N26 mit eigener Banklizenz hat zurzeit eine Untersuchung der Finanzaufsicht Bafin laufen und darf nur eingeschränkt wachsen – eine Schwäche, die Vivid nun ausnutzen kann. Gegen vier Führungskräfte wird zudem von der Berliner Staatsanwaltschaft ermittelt, wie das Handelsblatt berichtete.

3. Geschäftsmodell

Im Ansatz liegt der große Unterschied der Geschäftsmodelle: Bei Vivid bleiben insgesamt viel weniger Erträge hängen. Allein für die halbe Millionen Kunden dürfte die Neobank pro Jahr zwischen 10 Millionen und 15 Millionen Euro an die Solarisbank überweisen (die an einem Konto grob zwischen 25 Euro und 30 Euro je Konto in Rechnung stellt). Beim Aktien- und Krypto-Handel teilt wiederum Vivid die Marge mit CM Equity. Und bei den Rabatt-Angeboten legt der Newcomer teilweise sogar Geld drauf, um die Kunden anzulocken.

Zehn Prozent gehören zu den zahlenden Kunden bei Vivid, heißt es auf Nachfrage. Bei grob 50.000 der sogenannten Prime-Kunden erzielt die Firma damit rund sechs Millionen Euro Jahresumsatz. Damit wären nur grob die Hälfte der Solarisbank-Kosten gedeckt. Dafür gibt es mit den Aktien- und Krypto-Produkten auch mehr Angebote, um Geld zu einzunehmen. Noch gibt es keine Geschäftszahlen, allerdings ist nicht ersichtlich, wie Vivid mit dem heutigen Modell in allzu naher Zukunft Geld verdienen will.
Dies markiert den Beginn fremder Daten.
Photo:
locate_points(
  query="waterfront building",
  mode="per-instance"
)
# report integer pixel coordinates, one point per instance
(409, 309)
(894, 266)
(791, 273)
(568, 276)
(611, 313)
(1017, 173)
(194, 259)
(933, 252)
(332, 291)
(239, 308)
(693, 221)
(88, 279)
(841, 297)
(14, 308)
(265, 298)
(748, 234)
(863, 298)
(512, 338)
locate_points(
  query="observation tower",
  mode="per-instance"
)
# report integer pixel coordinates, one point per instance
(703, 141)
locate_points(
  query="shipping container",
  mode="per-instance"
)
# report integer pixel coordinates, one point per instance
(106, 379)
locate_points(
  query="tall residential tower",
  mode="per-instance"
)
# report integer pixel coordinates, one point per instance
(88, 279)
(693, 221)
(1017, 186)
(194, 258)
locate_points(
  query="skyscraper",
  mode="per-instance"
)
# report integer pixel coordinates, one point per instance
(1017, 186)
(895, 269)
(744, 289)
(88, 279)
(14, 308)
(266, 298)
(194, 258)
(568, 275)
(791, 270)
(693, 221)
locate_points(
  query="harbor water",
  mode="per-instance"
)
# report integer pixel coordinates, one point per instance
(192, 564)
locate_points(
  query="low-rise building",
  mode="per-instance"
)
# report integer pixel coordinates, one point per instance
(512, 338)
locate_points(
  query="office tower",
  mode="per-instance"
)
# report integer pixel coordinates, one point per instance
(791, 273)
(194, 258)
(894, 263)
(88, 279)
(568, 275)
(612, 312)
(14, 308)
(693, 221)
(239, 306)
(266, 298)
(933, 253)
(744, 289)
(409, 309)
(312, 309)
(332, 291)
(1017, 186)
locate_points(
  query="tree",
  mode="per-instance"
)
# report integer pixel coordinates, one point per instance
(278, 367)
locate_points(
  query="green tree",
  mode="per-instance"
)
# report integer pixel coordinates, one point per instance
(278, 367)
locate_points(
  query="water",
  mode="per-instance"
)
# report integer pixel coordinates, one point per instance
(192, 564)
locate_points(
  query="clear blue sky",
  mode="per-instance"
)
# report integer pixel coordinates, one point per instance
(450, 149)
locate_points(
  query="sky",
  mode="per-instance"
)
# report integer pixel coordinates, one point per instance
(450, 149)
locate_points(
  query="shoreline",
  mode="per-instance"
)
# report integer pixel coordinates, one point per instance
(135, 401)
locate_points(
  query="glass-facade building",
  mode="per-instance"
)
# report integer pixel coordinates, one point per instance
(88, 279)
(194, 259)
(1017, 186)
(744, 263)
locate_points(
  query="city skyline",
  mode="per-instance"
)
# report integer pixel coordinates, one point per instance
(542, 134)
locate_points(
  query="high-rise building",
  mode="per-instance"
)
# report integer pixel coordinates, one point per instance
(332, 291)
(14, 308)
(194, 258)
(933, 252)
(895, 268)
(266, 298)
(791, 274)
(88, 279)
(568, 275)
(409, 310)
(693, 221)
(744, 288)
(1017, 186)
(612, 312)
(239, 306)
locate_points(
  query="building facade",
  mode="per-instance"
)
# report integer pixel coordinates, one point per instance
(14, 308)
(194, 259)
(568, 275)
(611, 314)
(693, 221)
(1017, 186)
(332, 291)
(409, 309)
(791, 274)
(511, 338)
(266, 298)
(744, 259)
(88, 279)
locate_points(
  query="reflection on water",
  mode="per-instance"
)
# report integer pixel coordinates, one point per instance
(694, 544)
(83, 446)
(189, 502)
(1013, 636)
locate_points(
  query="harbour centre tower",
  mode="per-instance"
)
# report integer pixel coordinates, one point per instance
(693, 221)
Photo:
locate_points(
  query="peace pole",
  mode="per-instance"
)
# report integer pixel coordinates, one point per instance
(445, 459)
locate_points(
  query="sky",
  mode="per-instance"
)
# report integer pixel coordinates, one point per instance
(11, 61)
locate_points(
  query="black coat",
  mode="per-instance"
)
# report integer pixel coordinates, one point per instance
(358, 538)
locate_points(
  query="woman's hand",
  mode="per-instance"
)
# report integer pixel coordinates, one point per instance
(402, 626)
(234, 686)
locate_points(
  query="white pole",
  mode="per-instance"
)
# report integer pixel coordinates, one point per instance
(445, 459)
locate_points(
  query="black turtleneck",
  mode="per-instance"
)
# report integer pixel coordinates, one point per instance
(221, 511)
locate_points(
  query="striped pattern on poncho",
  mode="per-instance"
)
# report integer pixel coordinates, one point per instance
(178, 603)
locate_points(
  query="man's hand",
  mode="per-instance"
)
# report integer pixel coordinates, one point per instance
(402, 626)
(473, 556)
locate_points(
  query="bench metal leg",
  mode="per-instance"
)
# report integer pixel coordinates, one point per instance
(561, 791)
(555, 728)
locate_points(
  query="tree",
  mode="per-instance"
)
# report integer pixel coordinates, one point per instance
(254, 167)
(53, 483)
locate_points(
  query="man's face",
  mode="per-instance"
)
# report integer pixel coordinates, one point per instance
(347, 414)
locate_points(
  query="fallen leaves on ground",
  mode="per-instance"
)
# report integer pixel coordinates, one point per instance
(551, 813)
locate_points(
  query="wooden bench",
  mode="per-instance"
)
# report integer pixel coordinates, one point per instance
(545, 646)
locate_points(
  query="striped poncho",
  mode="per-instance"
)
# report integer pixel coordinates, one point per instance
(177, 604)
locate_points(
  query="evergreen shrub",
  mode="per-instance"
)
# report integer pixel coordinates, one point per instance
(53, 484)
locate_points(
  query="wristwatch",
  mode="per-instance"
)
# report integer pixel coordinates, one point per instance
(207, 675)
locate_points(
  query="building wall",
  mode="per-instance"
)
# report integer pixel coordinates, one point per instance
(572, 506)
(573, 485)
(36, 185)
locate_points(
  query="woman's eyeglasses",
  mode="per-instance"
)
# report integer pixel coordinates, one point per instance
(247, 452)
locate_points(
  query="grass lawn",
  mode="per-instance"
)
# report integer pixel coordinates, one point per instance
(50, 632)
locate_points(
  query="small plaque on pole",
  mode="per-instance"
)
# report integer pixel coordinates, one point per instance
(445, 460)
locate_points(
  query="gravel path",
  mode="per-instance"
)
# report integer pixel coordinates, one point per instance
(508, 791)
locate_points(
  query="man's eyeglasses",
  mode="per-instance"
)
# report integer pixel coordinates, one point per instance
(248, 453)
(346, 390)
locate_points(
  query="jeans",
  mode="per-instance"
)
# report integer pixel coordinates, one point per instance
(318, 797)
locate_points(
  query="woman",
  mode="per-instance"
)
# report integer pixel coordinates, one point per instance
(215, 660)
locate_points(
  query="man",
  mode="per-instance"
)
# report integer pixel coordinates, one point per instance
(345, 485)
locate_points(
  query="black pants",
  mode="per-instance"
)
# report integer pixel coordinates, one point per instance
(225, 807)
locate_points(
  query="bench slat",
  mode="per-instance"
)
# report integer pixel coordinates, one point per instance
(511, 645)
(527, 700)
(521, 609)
N26 kann mit eigener Lizenz unabhängiger agieren. In der Theorie dürfte sich diese Aufbauarbeit gelohnt haben – denn vom umgesetzten Euro bleibt bei N26 deutlich mehr hängen.

4. Super-App-Ambitionen

Beide Neobanken haben das Ziel verkündet, bald mehr externe Dienste zu integrieren. N26-Gründer Valentin Stalf sprach bereits davon, wie es wäre, sein Taxi per N26-App zu bestellen. Vivid hegt den Plan einer sogenannten Super-App auch schon länger und ermöglicht beispielsweise Hotelbuchungen dank einer Kooperation über das Reiseportal Booking.

Doch erst eine „hohe vierstellige Anzahl“ an Kunden habe darüber schon gebucht, teilt ein Sprecher mit. Scheitert der Ansatz? Kann sein. Wäre aber Teil der Idee. Vivid Money ist Trial-and-Error. Verglichen damit tritt N26 fast schon konservativ auf.